I was surfing the net the other day trying to find a solution for a TSQL problem I was working on and came across this site Beyond Relational.
As I love challenges, I proceeded to try the TSQL challenge ( Nr 12 in August 2009 ).
The Challenge
"Build sequential ranges of dates with propogation to missing values".
The Context:
You are working for an online gaming company and as usual when we talk about games we need to manage scores. Some features in your system had recently changed. Before when a user get connected you only shown him its last score, but now you have to present him a graph month by month of its best score in each one since its first game until the current date.
The Scores:
YearMonth | Score |
----------------------------- |
200903 | 100 |
200803 | 95 |
200802 | 99 |
200801 | 100 |
200711 | 100 |
When a user connects for the first time after the deployment of the new system you will need to produce a table based on the original scores table with the following conditions:
- Create a new couple year/month for each missing month between two valid months of the original table original table
- For each new couple created, you should recopy the score of the last month he played.
- Continue the list until the current month (included).
Here is the resulting table you need to produce
YearMonth | Score |
----------------------------- |
200908 | 100 |
200907 | 100 |
200906 | 100 |
200905 | 100 |
200904 | 100 |
200903 | 100 |
200902 | 95 |
200901 | 95 |
200812 | 95 |
200811 | 95 |
200810 | 95 |
200809 | 95 |
200808 | 95 |
200807 | 95 |
200806 | 95 |
200805 | 95 |
200804 | 95 |
200803 | 95 |
200802 | 99 |
200801 | 100 |
200712 | 100 |
200711 | 100 |
My Solution
Well looking at the above I figured the first thing i needed to do was to produce a working set which had all the missing year months, thereby satisfying the first condition of the challenge ie Build sequential ranges of datesranges of dates
My second problem would be to figure out how to ensure that the values of these missing year/month values were propogated with the scores from the "last" month played prior to the inserted missing year/month value.
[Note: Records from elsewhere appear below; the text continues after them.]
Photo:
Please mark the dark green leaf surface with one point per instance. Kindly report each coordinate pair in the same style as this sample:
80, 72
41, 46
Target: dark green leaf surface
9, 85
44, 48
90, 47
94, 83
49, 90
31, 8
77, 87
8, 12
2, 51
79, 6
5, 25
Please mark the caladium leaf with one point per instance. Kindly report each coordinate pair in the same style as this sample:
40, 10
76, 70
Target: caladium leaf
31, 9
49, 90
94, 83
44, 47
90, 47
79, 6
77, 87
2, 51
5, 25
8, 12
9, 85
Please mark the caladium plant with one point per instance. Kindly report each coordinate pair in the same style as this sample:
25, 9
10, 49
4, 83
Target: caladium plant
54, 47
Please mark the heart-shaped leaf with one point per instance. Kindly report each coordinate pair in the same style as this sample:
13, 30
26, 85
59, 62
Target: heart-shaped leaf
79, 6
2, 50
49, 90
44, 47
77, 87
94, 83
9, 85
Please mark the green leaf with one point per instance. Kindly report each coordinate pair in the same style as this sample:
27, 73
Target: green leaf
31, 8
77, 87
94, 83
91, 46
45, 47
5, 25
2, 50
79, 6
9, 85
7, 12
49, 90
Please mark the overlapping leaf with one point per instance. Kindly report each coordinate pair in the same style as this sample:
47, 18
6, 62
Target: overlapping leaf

The approach I used involved the use of CTE (Common Table Expressions) .
I am going to post my whole solution first and then explain the individual parts.
-- Base Data
Declare @Scores TABLE
(
YearMonth
INT,
Score
INT,
)
INSERT @Scores VALUES ( 200903, 100 )
INSERT @Scores VALUES ( 200803, 95 )
INSERT @Scores VALUES ( 200802, 99 )
INSERT @Scores VALUES ( 200801, 100 )
INSERT @Scores VALUES ( 200711, 100 )
--------------------------------------------------------------------------------
WITH
-- relevant years
YEARS (someyear) AS
(
SELECT ( SELECT MIN ( YEAR ( CONVERT(datetime, Convert(varchar(6),Yearmonth) + '01' ) ) 0 )
FROM @Scores ) as someyear
UNION ALL
SELECT someyear + 1
FROM YEARS
WHERE someyear < YEAR( getdate() )
), -- all months
MONTHS (somemonth) AS
(
SELECT 1 AS somemonth
UNION ALL
SELECT somemonth + 1
FROM MONTHS
WHERE somemonth < 12
), -- COMBINE THE years and months to get an inflated range OF Year Month combo's.
YEARMONTHS ( YearMonth) AS
(
SELECT DISTINCT c.ym
FROM
(
SELECT CONVERT( int, CONVERT(varchar(4), a.someyear) +
CASE WHEN b.somemonth < 10
THEN '0' + CONVERT(varchar(2), b.somemonth)
ELSE CONVERT(varchar(2), b.somemonth)
END ) as ym
FROM YEARS a cross join MONTHS b
) c
WHERE c.ym >= ( SELECT MIN(Yearmonth) FROM @Scores )
AND c.ym <= ( SELECT CONVERT(int, CONVERT(varchar(6), YEAR( getdate() ) ) +
CASE
WHEN MONTH( getdate() ) < 10
THEN '0' + CONVERT( varchar(2), MONTH ( getdate() ) )
END )
)
), -- join to base data to fill in the existing known scores
result ( rownum, YearMonth, Score ) AS
(
SELECT ROW_NUMBER() OVER (ORDER BY a.YearMonth) as rownum,
a.YearMonth, b.Score
FROM YEARMONTHS a
LEFT JOIN @Scores b ON b.YearMonth = a.YearMonth
) -- inflate with previous scores
endresult ( rownum, YearMonth, Score ) AS
(
SELECT rownum, YearMonth, Score
FROM result
UNION ALL
SELECT a.rownum, a.Yearmonth, b.Score
FROM result a
JOIN endresult b ON b.rownum = a.rownum-1
WHERE a.Score IS NULL
) -- get end result
SELECT DISTINCT x.YearMonth, x.Score
FROM
( SELECT ROW_NUMBER() OVER (ORDER BY rownum, yearmonth, score) AS num,
Yearmonth, Score
FROM endresult
) X
WHERE x.Score IS NOT NULL
ORDER BY Yearmonth DESC
Section 1 : YEARS
In this section I use a recursive CTE to create a "table" of relevant years.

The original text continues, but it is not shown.